To the community’s diverse mix, though many already knew of me from my years of creating distinguished high end holiday decor, I became “Johnny Lavenderseed” thanks to my passion for cultivating organic avender and planting it around town. More recently, I’ve become known for my desire to celebrate and share the 50th anniversary of the filming of Hello, Dolly! in the Hudson Highlands. I learned that a Garrison local, Gordon C.Stewart had also hoped to create a celebration of the film, and host a parade down Garrison Landing, but he had passed before realizing this dream. Perhaps following in his spirit, I thought this was something that I could launch. Organizing the festival has been a labor of love, both for the film and for this community. I simply dreamed up the kinds of events I myself would like to attend, and then set about creating them not only for myself but also for the entire community to enjoy.
The festival has many events, to date close to twenty planned over a six month period and organized under the auspices of our local nonprofits. (See www.HelloAgainDolly.com) In addition to festival organizer, I’ve taken on the role of curator for the Hello Again, Dolly! exhibit at the Putnam History Museum, and also as the author and editor of this compendium. The festival, like the scope of this book, focuses only the part of the film made here in the Hudson Highlands. This is a local community celebration, though all are welcomed!

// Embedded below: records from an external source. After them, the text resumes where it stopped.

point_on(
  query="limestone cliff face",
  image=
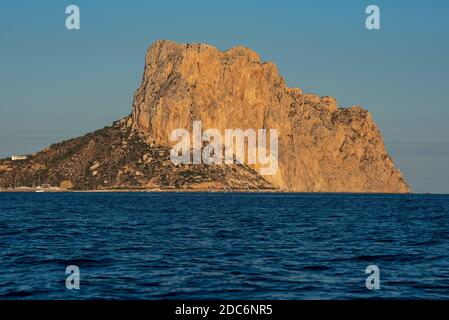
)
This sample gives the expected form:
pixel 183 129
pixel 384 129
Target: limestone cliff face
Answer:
pixel 322 148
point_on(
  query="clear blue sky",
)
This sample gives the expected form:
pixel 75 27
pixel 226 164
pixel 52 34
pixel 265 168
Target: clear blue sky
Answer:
pixel 56 84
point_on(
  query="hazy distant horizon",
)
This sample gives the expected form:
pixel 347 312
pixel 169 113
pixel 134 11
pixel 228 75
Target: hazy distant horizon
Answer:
pixel 58 84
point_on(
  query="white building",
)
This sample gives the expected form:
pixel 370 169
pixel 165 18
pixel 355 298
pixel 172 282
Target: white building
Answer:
pixel 18 157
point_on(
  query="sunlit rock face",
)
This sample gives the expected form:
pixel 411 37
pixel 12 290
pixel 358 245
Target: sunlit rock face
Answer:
pixel 322 148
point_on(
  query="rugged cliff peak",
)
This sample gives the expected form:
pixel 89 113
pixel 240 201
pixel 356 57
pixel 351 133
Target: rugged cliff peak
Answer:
pixel 322 148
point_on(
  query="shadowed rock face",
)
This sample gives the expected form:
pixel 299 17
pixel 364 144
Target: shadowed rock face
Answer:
pixel 322 148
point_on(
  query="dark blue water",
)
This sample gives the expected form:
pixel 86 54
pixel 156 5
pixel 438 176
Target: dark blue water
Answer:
pixel 223 246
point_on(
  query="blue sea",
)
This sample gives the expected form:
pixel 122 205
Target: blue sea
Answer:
pixel 223 245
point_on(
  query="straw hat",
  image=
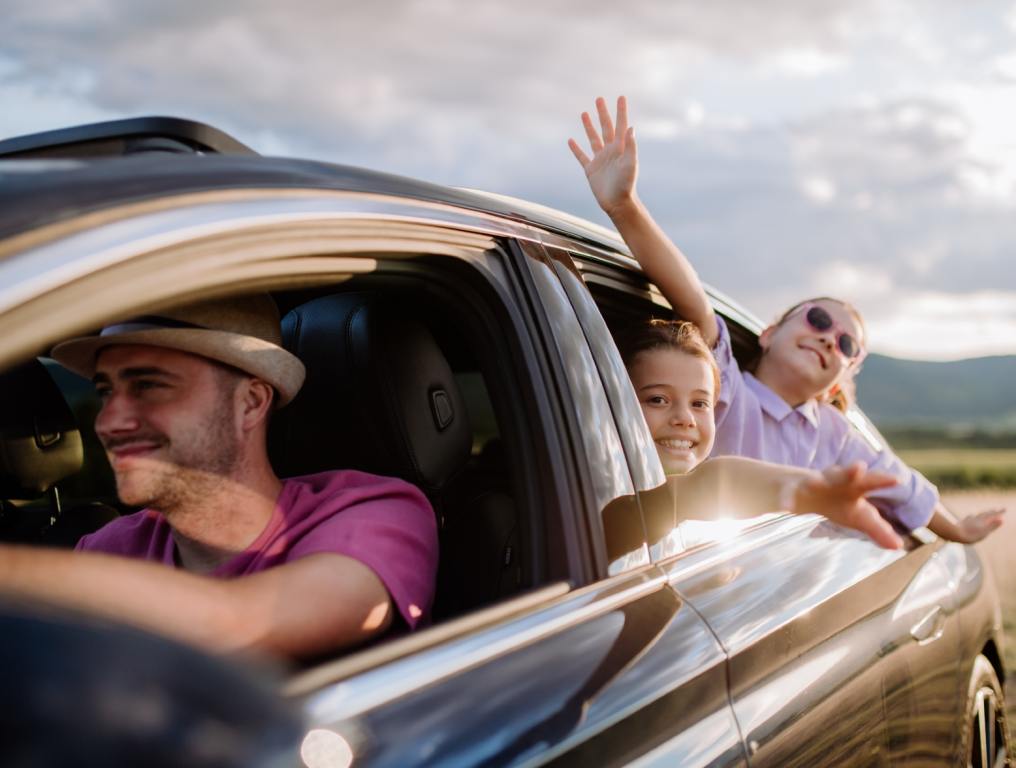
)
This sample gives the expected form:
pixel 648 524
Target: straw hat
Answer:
pixel 241 332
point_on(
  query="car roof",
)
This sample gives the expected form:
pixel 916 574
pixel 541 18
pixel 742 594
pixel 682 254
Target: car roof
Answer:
pixel 37 192
pixel 49 177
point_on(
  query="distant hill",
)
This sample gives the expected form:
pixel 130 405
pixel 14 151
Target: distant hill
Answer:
pixel 975 393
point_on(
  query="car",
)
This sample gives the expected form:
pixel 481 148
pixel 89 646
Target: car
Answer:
pixel 464 341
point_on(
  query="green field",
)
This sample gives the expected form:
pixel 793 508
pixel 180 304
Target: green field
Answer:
pixel 964 467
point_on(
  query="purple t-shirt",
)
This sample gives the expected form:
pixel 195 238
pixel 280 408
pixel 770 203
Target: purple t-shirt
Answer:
pixel 385 523
pixel 753 421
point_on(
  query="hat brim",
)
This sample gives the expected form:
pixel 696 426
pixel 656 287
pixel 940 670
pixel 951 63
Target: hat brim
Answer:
pixel 256 357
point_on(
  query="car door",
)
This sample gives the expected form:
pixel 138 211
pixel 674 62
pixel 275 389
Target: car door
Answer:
pixel 789 600
pixel 620 670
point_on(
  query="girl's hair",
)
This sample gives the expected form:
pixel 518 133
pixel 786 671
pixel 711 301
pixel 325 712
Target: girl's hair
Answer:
pixel 667 334
pixel 845 390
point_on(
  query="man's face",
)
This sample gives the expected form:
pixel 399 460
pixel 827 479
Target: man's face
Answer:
pixel 168 423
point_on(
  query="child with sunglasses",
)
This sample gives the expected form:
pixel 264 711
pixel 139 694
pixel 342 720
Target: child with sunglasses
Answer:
pixel 783 410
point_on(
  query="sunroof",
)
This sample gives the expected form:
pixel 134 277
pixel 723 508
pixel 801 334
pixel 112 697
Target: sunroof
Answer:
pixel 121 137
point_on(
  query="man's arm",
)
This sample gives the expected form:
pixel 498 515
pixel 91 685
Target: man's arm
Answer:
pixel 317 603
pixel 737 487
pixel 612 173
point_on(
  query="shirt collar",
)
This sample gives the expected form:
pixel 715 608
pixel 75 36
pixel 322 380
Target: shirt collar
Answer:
pixel 776 406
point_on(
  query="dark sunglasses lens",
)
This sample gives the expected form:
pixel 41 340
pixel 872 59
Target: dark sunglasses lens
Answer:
pixel 847 345
pixel 819 319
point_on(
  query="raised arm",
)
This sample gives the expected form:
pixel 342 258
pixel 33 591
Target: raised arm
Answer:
pixel 733 486
pixel 612 173
pixel 314 604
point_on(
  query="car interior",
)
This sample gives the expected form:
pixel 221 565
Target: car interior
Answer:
pixel 398 383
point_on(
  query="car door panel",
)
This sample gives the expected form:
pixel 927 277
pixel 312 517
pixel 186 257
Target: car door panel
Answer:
pixel 796 606
pixel 540 686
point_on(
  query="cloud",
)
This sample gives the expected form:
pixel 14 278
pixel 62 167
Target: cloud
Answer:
pixel 790 147
pixel 936 325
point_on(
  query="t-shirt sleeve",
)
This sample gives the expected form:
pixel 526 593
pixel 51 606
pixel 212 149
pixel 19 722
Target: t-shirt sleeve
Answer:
pixel 911 501
pixel 392 530
pixel 731 378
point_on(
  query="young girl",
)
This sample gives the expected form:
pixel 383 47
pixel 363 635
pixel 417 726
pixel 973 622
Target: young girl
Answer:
pixel 780 412
pixel 677 382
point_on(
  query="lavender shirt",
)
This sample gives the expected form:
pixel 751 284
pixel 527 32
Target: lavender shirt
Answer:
pixel 753 421
pixel 385 523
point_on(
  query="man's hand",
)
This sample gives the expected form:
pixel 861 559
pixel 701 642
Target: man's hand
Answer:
pixel 839 495
pixel 614 168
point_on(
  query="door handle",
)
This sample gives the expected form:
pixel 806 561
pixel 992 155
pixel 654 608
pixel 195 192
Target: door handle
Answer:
pixel 930 628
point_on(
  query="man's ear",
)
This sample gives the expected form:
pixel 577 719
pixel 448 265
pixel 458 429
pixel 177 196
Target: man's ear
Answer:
pixel 257 397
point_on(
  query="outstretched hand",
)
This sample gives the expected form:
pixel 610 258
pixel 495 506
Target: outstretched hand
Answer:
pixel 838 494
pixel 974 527
pixel 614 167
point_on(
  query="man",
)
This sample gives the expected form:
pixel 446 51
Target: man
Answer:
pixel 296 567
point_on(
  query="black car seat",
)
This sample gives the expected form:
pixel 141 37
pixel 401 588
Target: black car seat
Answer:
pixel 381 397
pixel 40 445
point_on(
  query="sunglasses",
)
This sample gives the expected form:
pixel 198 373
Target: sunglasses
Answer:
pixel 822 321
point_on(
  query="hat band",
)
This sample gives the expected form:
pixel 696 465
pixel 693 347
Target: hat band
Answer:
pixel 147 322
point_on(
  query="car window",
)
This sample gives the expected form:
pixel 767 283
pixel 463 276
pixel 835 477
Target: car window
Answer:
pixel 624 302
pixel 615 516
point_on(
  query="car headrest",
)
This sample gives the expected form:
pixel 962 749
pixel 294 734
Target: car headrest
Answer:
pixel 379 395
pixel 40 443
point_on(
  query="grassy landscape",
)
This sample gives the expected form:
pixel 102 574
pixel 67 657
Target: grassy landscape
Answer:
pixel 964 468
pixel 953 458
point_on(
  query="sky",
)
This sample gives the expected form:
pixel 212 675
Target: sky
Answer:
pixel 860 148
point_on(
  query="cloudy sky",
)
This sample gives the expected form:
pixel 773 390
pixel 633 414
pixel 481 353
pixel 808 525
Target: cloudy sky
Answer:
pixel 863 148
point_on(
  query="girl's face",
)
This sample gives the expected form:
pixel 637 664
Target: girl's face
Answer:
pixel 677 392
pixel 802 360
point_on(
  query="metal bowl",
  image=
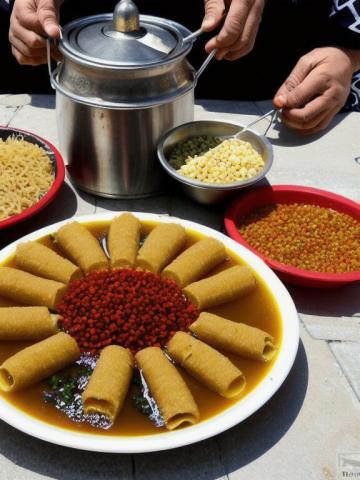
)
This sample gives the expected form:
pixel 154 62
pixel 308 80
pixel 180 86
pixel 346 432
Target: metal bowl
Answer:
pixel 209 193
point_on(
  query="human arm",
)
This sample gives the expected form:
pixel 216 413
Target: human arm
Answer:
pixel 317 88
pixel 31 22
pixel 238 33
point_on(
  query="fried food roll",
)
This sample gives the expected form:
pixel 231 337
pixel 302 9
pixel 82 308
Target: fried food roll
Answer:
pixel 161 245
pixel 234 337
pixel 29 289
pixel 38 362
pixel 82 247
pixel 223 287
pixel 172 395
pixel 106 391
pixel 27 323
pixel 206 365
pixel 44 262
pixel 195 261
pixel 123 240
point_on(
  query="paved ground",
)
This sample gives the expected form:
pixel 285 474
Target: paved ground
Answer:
pixel 310 428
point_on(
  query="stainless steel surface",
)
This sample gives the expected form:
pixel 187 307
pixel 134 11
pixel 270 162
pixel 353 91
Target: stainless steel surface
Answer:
pixel 126 16
pixel 112 153
pixel 124 90
pixel 193 36
pixel 94 42
pixel 205 64
pixel 209 193
pixel 273 114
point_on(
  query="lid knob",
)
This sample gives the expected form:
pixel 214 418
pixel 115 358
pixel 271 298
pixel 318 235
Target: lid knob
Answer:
pixel 126 16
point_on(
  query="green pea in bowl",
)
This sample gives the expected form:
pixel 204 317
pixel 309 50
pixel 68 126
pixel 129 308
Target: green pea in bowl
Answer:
pixel 205 192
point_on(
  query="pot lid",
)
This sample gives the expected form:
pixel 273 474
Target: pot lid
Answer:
pixel 124 39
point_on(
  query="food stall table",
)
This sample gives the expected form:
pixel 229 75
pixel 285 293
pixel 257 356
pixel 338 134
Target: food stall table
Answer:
pixel 310 427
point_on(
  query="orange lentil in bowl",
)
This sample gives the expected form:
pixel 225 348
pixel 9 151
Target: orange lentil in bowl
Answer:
pixel 305 236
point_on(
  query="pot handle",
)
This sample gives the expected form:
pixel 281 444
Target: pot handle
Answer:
pixel 48 56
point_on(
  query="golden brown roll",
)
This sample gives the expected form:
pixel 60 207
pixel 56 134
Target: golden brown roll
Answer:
pixel 38 362
pixel 82 247
pixel 223 287
pixel 206 364
pixel 234 337
pixel 106 391
pixel 27 323
pixel 195 261
pixel 40 260
pixel 123 240
pixel 161 245
pixel 172 395
pixel 29 289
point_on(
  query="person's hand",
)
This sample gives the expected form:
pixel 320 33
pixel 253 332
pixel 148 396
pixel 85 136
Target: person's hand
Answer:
pixel 316 89
pixel 30 23
pixel 238 33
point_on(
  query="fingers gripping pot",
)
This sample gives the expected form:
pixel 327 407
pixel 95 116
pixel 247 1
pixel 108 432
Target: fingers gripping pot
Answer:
pixel 123 82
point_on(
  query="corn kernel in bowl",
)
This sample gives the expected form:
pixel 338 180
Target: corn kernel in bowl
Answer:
pixel 231 161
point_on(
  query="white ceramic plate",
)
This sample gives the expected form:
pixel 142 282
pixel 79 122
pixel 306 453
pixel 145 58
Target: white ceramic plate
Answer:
pixel 217 424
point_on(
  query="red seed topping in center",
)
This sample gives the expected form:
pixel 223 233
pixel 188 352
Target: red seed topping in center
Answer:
pixel 124 307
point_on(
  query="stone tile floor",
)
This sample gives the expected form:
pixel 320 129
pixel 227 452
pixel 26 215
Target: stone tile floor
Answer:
pixel 312 423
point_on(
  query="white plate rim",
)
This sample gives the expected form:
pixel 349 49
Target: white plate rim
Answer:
pixel 206 429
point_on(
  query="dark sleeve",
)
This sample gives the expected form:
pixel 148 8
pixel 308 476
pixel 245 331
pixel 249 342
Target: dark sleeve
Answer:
pixel 345 22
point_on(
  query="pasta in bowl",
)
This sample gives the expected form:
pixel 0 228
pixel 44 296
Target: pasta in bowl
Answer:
pixel 191 331
pixel 31 174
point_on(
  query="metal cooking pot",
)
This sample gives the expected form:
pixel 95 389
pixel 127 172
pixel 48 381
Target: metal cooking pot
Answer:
pixel 123 82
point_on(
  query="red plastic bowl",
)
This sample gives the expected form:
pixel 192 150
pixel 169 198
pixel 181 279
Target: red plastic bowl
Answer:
pixel 59 174
pixel 261 196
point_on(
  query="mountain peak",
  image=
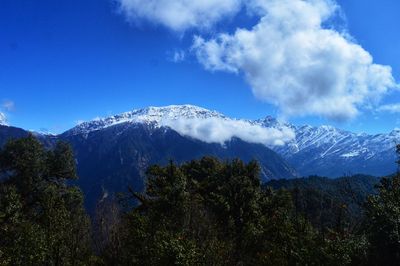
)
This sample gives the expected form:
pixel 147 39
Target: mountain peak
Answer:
pixel 150 115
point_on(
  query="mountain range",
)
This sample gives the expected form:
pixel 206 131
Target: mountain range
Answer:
pixel 114 152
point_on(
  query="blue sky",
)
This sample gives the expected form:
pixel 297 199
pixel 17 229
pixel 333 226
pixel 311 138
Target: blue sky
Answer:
pixel 65 61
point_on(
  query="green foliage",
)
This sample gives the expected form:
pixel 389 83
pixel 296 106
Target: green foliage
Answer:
pixel 203 212
pixel 42 220
pixel 208 212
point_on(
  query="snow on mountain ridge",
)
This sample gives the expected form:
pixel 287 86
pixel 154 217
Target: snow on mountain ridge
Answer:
pixel 195 122
pixel 149 115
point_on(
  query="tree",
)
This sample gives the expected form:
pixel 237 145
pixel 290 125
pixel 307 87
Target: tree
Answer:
pixel 42 219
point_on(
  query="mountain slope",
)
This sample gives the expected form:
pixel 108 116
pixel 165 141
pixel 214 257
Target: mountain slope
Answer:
pixel 329 151
pixel 111 158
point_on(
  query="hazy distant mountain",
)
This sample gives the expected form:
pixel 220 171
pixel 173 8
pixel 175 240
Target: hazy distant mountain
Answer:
pixel 115 152
pixel 332 152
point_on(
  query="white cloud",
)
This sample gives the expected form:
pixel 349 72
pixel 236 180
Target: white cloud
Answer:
pixel 292 61
pixel 391 108
pixel 8 105
pixel 179 56
pixel 179 15
pixel 3 119
pixel 217 130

During this remarkable journey, I’ve had a chance to visit with and interview many people who were here when Hello, Dolly! was being filmed, including some who worked behind the scenes or were even in it! It’s been a wonderful way to get to know people and have an adventure of my own! Through it all, David Lilburne has been akin to Garrison’s unofficial mayor, the un-Vandergelder, and his distinctive shop remains a welcoming heart in a community like no other. Even before moving up here from Tarrytown, with each visit, I felt like I was coming home.
“Isn’t the world full of wonderful things?” says adventurous and enthusiastic Cornelius to his young assistant Barnaby in Hello, Dolly!. I believe it is, especially if despite life’s inevitable challenges, we choose to keep our hearts open, treat life like an adventure, and recognize the goodness when it presents itself. As always, there is so much more good yet to come!